Tháinig bean anuas cois leasa, seoithín, seoithín
Tháinig bean go moch cois leasa, seoithín, seoithín
A bhean úd thall ar chois an tsrutháin, seoithín, seoithín
Tá do leanbh istigh sa gcarraig, hó, seoithín
Teara anocht chuig bun na staighre, hó-ín, seoithín
Scian cois-duibhe a thabhairt i do láimh leat, seoithín, seoithín
Fan go socair, fan go macán[ta]
Fan go socair ag an gcú [?]
Teirigh abhaile, beidh do mhaicín
Ina shuí ag tine, a’ failliú-leó
Seoithín, seoithín, seoithín, seoithín-seó.
A woman came down early to the foot of the lios.
‘Oh woman over there at the end of the stream,
your child is inside the rock.
Come tonight to the bottom of the stile,
with a black-handled knife in your hand.
Wait patiently and politely, wait patiently at the [meaning unclear];
go home, your child will be sitting at the fireside.
1. The ‘English one’ Joe is referring to is The Fairy Boy.
A number of Joe’s songs and stories relate to the belief in changelings.
This song appears to be related to a Scottish song, A Bhean ud Thall, which it resembles in terms of both structure and — superficially, at least — content. In many Scottish Gaelic waulking-songs, a refrain element consisting of meaningless vocable syllables occurs at the ends of the lines, as here. In terms of content, the line beginning A bhean úd thall ar chois an tsrutháin, as well as the overall setting (by a body of water) and narrative situation (a conversation between two women, one of whom needs the other’s help) suggest a relationship with the international ballad The Twa Sisters (Child 10). Here are some lines from a Scottish version (K. C. Craig,Orain Luaidh Màiri Nighean Alasdair (Glasgow, 1924), 1.):
A bhean ud thall, hù gó
an cois na tràghad, hù gó
Sìn do chas dhomh,hao ri ho ró
Sìn do làmh dhomh, hù gó.
A version of this song migrated to Donegal (L. Ó Muireadhaigh, Amhráin Chúige Uladh. Revised, C. Ó Baoill (Cló Iar-Chonnachta, 2009), 81.)…

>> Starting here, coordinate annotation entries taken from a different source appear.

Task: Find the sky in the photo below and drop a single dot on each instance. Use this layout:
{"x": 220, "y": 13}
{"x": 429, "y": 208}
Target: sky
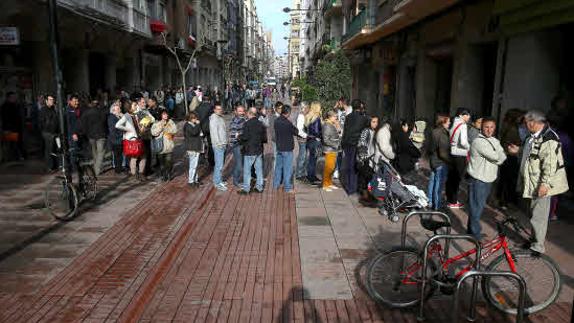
{"x": 272, "y": 16}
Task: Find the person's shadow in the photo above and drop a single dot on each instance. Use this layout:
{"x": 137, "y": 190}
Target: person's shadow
{"x": 297, "y": 295}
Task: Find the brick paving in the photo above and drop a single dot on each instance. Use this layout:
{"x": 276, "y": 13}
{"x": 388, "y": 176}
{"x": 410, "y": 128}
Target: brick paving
{"x": 184, "y": 255}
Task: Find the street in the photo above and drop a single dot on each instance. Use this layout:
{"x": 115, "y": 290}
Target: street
{"x": 167, "y": 252}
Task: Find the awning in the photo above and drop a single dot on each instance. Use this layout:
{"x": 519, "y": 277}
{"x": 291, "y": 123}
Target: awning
{"x": 519, "y": 16}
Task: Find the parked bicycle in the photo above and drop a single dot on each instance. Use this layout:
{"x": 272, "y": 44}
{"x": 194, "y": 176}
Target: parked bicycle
{"x": 394, "y": 278}
{"x": 61, "y": 196}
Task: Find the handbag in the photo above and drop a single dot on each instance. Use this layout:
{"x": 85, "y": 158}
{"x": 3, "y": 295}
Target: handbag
{"x": 157, "y": 144}
{"x": 133, "y": 148}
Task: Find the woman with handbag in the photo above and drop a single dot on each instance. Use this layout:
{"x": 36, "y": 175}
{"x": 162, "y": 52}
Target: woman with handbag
{"x": 163, "y": 133}
{"x": 194, "y": 145}
{"x": 365, "y": 161}
{"x": 132, "y": 143}
{"x": 314, "y": 135}
{"x": 331, "y": 145}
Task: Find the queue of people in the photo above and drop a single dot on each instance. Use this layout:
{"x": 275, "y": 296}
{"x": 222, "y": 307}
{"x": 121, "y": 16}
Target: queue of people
{"x": 533, "y": 156}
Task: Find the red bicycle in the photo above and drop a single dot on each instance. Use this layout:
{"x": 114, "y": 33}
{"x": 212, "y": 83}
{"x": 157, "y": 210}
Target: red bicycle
{"x": 394, "y": 278}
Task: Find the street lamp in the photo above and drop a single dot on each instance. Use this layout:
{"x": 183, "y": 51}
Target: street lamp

A bhean udaidh thall, a thíogadh,
Atá ag siubhal ‘na trágha, a thógadh,
Nach truaigh leat bean ag cealgadh ceoigh?
‘Sí dul d’a báthadh, maille leo!
…where it ultimately became a hit for Altan.

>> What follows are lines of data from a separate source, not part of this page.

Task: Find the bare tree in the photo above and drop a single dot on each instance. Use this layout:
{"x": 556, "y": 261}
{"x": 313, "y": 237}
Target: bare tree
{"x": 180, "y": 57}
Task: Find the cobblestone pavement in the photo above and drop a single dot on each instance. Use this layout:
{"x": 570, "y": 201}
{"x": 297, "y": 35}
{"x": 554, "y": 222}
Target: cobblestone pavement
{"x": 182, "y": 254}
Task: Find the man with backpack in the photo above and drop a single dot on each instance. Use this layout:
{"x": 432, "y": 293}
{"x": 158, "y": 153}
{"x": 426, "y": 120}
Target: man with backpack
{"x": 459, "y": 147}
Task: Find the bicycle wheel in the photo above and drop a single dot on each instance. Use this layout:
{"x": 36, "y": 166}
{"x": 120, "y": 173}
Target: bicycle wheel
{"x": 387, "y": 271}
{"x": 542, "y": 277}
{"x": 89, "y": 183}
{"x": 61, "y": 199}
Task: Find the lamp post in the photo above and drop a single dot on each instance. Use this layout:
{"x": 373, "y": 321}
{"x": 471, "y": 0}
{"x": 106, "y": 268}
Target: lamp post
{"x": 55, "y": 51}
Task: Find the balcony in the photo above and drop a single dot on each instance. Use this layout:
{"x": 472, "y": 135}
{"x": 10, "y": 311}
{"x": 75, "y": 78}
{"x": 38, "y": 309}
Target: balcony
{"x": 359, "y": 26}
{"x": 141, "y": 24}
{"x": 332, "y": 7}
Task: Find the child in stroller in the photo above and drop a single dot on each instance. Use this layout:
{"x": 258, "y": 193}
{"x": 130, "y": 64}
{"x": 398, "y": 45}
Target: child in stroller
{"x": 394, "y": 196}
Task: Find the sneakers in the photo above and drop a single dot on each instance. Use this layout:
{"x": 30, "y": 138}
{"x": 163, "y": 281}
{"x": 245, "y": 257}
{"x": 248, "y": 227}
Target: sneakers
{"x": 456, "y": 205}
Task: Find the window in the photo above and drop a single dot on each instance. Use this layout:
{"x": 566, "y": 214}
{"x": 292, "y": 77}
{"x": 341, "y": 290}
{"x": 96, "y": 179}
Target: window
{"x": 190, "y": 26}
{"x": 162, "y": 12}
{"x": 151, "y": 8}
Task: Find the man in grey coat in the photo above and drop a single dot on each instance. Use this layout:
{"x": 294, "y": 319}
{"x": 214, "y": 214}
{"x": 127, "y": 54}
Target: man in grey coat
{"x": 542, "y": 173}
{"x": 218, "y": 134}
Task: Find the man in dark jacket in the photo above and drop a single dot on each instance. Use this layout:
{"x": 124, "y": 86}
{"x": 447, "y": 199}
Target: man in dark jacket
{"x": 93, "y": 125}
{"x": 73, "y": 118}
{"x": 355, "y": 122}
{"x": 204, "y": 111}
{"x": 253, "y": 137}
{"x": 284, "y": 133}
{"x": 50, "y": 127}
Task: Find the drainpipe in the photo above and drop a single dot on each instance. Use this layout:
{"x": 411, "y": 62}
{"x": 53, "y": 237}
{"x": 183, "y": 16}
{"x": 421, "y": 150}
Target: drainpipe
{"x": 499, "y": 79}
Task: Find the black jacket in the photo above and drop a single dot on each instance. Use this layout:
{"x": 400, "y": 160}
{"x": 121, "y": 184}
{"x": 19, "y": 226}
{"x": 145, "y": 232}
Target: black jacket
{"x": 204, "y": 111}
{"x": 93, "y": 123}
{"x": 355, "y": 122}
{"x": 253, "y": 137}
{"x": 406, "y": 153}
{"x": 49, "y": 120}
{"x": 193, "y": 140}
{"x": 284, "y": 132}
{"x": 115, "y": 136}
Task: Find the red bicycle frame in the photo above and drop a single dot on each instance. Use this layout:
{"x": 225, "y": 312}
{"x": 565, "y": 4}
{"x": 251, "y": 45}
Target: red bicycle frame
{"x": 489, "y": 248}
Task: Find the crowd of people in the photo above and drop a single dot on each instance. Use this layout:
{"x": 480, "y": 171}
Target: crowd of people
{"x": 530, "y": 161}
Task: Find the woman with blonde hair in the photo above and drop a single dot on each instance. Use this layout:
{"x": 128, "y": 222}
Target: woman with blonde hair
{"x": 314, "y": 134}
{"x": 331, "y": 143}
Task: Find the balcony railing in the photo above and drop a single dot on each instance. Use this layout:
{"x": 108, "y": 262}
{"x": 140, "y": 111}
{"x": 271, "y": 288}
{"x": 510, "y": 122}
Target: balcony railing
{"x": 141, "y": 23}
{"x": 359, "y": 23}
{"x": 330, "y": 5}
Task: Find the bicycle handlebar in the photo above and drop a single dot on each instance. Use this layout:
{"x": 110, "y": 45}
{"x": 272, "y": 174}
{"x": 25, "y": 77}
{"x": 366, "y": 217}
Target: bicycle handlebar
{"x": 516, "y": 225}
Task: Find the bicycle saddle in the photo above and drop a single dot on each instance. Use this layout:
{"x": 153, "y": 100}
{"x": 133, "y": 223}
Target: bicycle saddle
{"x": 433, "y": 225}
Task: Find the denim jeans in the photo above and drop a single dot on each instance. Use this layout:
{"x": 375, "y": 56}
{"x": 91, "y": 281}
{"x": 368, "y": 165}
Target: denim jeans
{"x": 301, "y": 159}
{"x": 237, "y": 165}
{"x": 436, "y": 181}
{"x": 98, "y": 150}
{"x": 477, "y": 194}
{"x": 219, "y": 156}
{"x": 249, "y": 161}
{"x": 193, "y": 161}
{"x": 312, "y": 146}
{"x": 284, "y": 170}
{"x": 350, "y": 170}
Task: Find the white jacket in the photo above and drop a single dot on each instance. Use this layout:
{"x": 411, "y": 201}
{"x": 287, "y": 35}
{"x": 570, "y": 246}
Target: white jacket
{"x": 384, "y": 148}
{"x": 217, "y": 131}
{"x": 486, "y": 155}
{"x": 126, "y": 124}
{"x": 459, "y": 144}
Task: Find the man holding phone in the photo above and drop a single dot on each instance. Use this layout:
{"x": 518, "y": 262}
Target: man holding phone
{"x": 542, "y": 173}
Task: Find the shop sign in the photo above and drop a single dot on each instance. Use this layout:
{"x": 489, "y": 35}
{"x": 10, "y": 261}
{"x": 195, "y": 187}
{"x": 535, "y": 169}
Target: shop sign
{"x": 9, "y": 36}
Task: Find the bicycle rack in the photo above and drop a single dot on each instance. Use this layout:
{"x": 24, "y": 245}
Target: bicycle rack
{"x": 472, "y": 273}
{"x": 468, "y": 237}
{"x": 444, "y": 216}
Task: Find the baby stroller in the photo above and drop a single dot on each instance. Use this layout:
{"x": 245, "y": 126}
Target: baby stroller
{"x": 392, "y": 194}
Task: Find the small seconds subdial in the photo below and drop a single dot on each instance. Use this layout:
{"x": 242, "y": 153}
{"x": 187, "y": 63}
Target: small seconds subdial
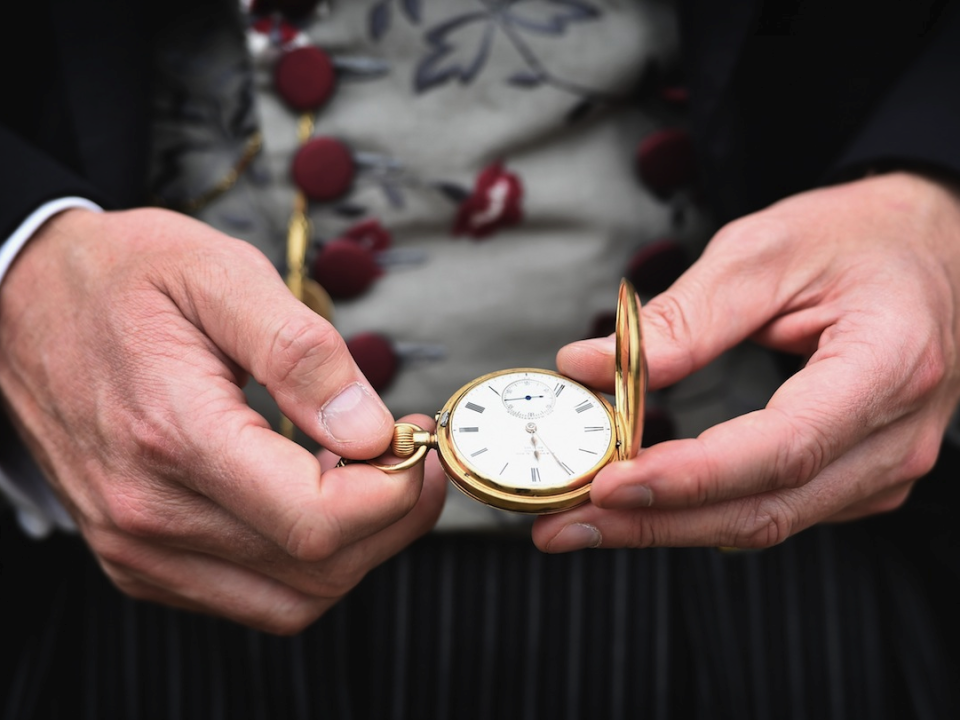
{"x": 528, "y": 399}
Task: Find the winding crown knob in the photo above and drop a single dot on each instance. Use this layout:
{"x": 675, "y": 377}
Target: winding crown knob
{"x": 403, "y": 443}
{"x": 408, "y": 438}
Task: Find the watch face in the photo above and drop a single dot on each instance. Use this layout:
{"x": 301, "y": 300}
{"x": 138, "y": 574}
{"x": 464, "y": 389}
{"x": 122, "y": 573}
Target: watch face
{"x": 531, "y": 431}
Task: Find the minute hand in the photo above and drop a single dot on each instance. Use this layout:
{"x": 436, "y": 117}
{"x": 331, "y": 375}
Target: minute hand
{"x": 553, "y": 454}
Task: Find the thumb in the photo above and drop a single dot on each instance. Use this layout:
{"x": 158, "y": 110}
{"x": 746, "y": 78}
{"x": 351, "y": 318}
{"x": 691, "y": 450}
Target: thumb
{"x": 724, "y": 298}
{"x": 240, "y": 302}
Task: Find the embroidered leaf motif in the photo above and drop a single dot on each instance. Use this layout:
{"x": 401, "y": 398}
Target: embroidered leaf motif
{"x": 411, "y": 9}
{"x": 526, "y": 78}
{"x": 453, "y": 192}
{"x": 459, "y": 50}
{"x": 580, "y": 111}
{"x": 550, "y": 17}
{"x": 350, "y": 210}
{"x": 379, "y": 19}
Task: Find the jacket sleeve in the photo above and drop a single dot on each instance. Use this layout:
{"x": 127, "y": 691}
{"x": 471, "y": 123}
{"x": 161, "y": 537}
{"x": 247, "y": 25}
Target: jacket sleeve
{"x": 29, "y": 178}
{"x": 916, "y": 124}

Oh woman yonder at the edge of the strand,
Extend your foot to me, extend your hand to me.
Oh woman yonder walking the strand,
Have you no pity for a woman about to be drowned?
Still another version, The Fairy Lullaby, was recorded in West Cork by Máire Ní Shúilleabháin for Alan Lomax in 1951; see Columbia Records’ LP The World Library of Folk and Primitive Music: Vol. 2 — Ireland (Columbia AKL 4941; Rounder 1742).

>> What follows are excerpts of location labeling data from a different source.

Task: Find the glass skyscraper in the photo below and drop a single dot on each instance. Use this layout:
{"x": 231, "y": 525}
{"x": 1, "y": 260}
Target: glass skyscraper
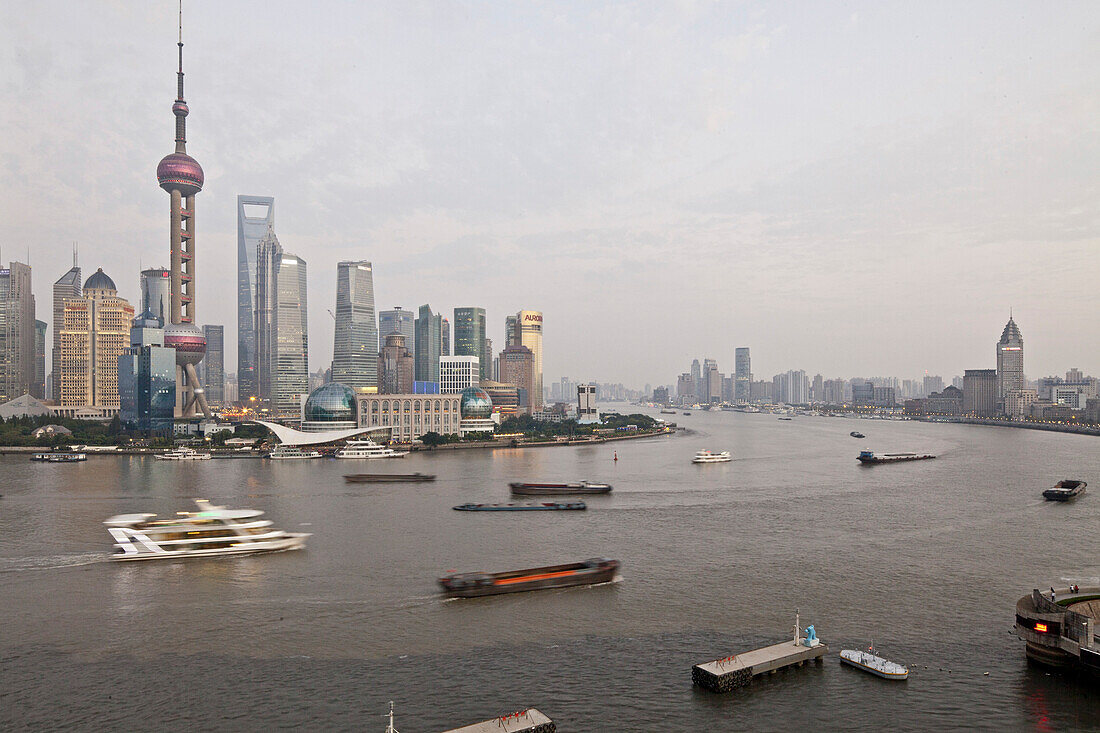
{"x": 255, "y": 216}
{"x": 355, "y": 342}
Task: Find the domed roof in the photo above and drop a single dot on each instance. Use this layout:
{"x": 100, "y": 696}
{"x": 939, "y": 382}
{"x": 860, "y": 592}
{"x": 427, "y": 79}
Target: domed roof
{"x": 331, "y": 403}
{"x": 475, "y": 404}
{"x": 179, "y": 171}
{"x": 99, "y": 281}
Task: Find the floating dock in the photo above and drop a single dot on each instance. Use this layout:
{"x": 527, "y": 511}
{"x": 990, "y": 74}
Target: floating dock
{"x": 738, "y": 670}
{"x": 525, "y": 721}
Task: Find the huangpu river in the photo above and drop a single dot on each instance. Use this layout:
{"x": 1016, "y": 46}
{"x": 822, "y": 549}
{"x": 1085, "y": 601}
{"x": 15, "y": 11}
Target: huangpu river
{"x": 926, "y": 559}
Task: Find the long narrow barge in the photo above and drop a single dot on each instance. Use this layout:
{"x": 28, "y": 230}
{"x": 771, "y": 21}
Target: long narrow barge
{"x": 558, "y": 489}
{"x": 871, "y": 457}
{"x": 473, "y": 584}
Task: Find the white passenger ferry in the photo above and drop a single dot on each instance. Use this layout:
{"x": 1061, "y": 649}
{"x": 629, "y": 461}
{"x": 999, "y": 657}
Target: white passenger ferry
{"x": 369, "y": 449}
{"x": 183, "y": 453}
{"x": 211, "y": 531}
{"x": 292, "y": 451}
{"x": 711, "y": 457}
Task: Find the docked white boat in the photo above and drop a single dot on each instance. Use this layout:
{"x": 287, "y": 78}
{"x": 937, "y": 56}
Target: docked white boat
{"x": 292, "y": 451}
{"x": 209, "y": 532}
{"x": 711, "y": 457}
{"x": 183, "y": 453}
{"x": 877, "y": 666}
{"x": 369, "y": 449}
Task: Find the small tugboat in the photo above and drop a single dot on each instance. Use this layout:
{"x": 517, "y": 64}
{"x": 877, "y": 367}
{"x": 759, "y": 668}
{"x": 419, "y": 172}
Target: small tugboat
{"x": 542, "y": 506}
{"x": 472, "y": 584}
{"x": 877, "y": 666}
{"x": 1065, "y": 490}
{"x": 552, "y": 489}
{"x": 871, "y": 457}
{"x": 387, "y": 478}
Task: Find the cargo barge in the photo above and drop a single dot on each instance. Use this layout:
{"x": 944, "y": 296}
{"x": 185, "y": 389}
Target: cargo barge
{"x": 551, "y": 489}
{"x": 473, "y": 584}
{"x": 871, "y": 457}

Unlike these versions, however, the song Joe sings draws not upon the story of two sisters contesting over the same man, but rather upon the traditions surrounding the abduction of mortals — especially young children — into the fairy otherworld. Dónal O’Sullivan gives a version in Songs of the Irish in which a husband is given instructions — including the use of a black-handled knife — in order to rescue his young wife from captivity in a lios, where she is being held as a foster-mother for fairy children (Songs of the Irish, Dublin, 1960, pp. 18–20).
For a discussion of the connection between the Irish and Scottish versions, see Alan Bruford, ‘The Sea-Divided Gael’ in Irish Folk Music Studies (1972–3), Vol. 1, pp. 13–18. The structural similarities are discussed in V. S. Blankenhorn, Irish Song-Craft and Metrical Practice Since 1600 (Lampeter, 2003), 293–4. Other songs in Joe’s repertoire that illustrate this atypical refrain structure are Eileanóir na Rún (probably related to the Scottish song Robin Adair) and An Tiarna Randal (Child 12).
This song was recorded while Joe was Artist in Residence at University of Washington.